Мы сели в машину. Антон включил радио. На каждой станции говорили про одно и то же, все восклицали про август. Тревожный месяц для России, каждый год в августе случаются трагедии, и этот не стал исключением. Еще только седьмое число, а уже есть погибшие.

В новостях сообщали: «…взрывное устройство находилось в пакете, оставленном на шезлонге в центре пляжа. Галька сработала как поражающий элемент. Мужчина тридцати одного года и женщина двадцати двух лет, открывшие пакет, были убиты на месте. Ранено пятнадцать человек, среди пострадавших есть дети. Версию о теракте пока не подтвердили…»
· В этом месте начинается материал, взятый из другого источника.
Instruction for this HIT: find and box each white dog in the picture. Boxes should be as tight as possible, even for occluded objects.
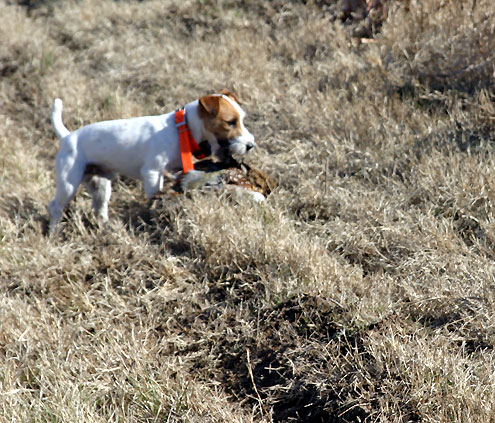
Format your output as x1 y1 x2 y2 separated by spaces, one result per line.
48 89 255 232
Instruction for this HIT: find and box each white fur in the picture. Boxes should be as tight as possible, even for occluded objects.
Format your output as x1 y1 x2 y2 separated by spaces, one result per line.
48 97 255 232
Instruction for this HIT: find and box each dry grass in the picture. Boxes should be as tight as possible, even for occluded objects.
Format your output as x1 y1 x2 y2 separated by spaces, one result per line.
2 0 495 421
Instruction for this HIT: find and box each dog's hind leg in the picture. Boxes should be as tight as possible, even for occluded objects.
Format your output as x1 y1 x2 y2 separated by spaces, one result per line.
83 174 112 223
48 152 85 233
На перевале нас застал дождь. Ехали медленно, меня даже не мутило. Всю дорогу я хотела что-то сказать Антону… Не знаю… Может быть: «Я тебя люблю…» Или, может быть: «Ах! Какое счастье! Спасибо, Господи, что нас не разорвало этой бомбой…» Не знаю… Я не знаю, что мне хотелось сказать. Я не могла ничего такого произнести, только гладила его мягкую красивую руку и приставала:

– Ты добрый? Не злишься уже? Не злишься?

– Я добр, как бобр, – он пошутил.

Антон следит за дорогой. Пытается разглядеть габариты впередиидущей машины. Ливень такой густой, что за стеклом ничего не видно, кроме черной мутной воды.

43. Красная площадь

Так, кто сейчас сказал, что я овца? Да, наивная, да глупенькая, и что? Нам, уродам, тоже нужно жить. Захотелось мне чудного мгновенья – имею право, еду в Москву. Тигр рулит, я балдею: «Ах, какое чудо! Я увижу Антона. Опять!» А какое уж тут чудо? Увидела, сразу отчитаюсь, какие у нас с вами могут быть интриги? Все элементарно, через Яндекс.


Напросилась с мужем на выставку. В конце августа у крестьян начинаются сплошные сейшены и праздники урожая. А мне что, нельзя прокатиться? Я помогла Оле забронировать гостиницу в том самом здании, где у Антона студия. И даже ресторанчик тот самый, что я подсекла у него на фото, нашелся без труда, двумя этажами ниже. Просто и легко до омерзения. До омерзения, потому что все эти годы было так. Можно было увидеть друг друга в любой момент, в любой день, стоило только захотеть. Никто не хотел. Объясните мне, почему сегодня я вхожу в этот зеленый банкетный зал и трепещу? Что я предвкушаю? Смотрю в пол, разглядываю шахматную плитку, сама себе, как в музее, говорю: «Обратите внимание, за этим столиком сиживал наш великий современник, член Союза журналистов…»

Поднимаюсь в лифте. Вот его дверь с жутким логотипом. Слышу голос. Это его голос! Его! Только уже без «о», исправился там, на своем телевидении.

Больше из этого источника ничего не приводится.